Here’s why it’s critical that we give back to our communities:

  1. The vast majority of people anywhere don’t usually have much of a voice or any influence. Usually, regular people, the grassroots, only manage to acquire power when they use technology to work together. The technology enables people to magnify their team power, acting as a force multiplier (code really is power). They can get people to the streets, and raise money. Giving back means giving people a voice. Long term, I want to figure out how to give a voice, using the internet, to everyone on the planet. This also means we need to speak up when something’s not right.
  2. When we work together to give back, we create stronger networks. Silos are inevitable, unfortunately. Do what you can to identify silos, and decide where you want your ambitions to go (my opinion? this is the best way to hack your career). Might be happier to find the people who want to do the job well. We can’t make change from the top down. The president’s the most powerful justiceperson in the world, but not that powerful. What’s powerful is when people in the trenches work together to get things done, and that’s what makes a difference
  3. We seem to throw money into food and housing, yet a lot of folks are still in need, so something isn’t working right. This includes military families and veterans. We need to do it better. (See: 5 reasons we need social change…)
  4. I’m kind of tired of passion. But the deal is, you really want commitment from people when they’re giving back. You want the excitement, but then they need to follow through. Following through is the hard part, and that’s what’s important. Instead of passion or excitement, alone, we need to incorporate commitment and results. People can get excited about something, realize it’s hard, then that passion might now count for anything. In short? Follow through with your passion, truly carry out your mission and show your community the results.

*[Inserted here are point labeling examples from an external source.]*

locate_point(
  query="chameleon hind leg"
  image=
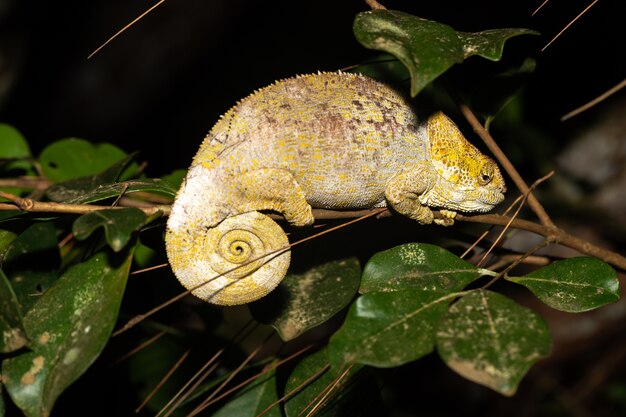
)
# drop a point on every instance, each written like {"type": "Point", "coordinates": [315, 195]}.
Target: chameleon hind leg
{"type": "Point", "coordinates": [273, 189]}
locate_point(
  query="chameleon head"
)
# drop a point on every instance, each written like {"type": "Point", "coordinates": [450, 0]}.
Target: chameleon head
{"type": "Point", "coordinates": [466, 180]}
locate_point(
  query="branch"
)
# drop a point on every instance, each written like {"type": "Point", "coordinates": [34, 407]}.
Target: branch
{"type": "Point", "coordinates": [534, 204]}
{"type": "Point", "coordinates": [33, 206]}
{"type": "Point", "coordinates": [555, 234]}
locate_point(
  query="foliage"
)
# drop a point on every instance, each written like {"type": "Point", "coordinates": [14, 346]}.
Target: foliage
{"type": "Point", "coordinates": [60, 301]}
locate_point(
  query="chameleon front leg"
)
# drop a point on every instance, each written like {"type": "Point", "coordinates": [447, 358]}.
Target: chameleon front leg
{"type": "Point", "coordinates": [272, 189]}
{"type": "Point", "coordinates": [402, 193]}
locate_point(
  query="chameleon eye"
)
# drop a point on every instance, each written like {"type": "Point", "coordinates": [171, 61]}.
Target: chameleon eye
{"type": "Point", "coordinates": [486, 175]}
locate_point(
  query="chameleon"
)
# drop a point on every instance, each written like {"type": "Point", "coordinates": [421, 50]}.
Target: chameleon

Any influence I get, well, I just don’t need or really want; I’ve got what I need, like a really good shower and my own parking place. Instead, I use the influence I do get on behalf of the stuff I believe in. You’ll see me either pushing the good work of people who get stuff done, or indulging my sense of humor. (Note to self: I’m not as funny as I think I am.)

To be sure, I don’t feel this is altruistic or noble, it’s just that a nerd’s gotta do what a nerd’s gotta do.

Final note to self: JUST LISTEN. That is, don’t ALWAYS attempt to solve the problem, SOMETIMES YOU JUST NEED TO LISTEN. (Courtesy of  “You Just Don’t Understand” by Deborah Tannen.)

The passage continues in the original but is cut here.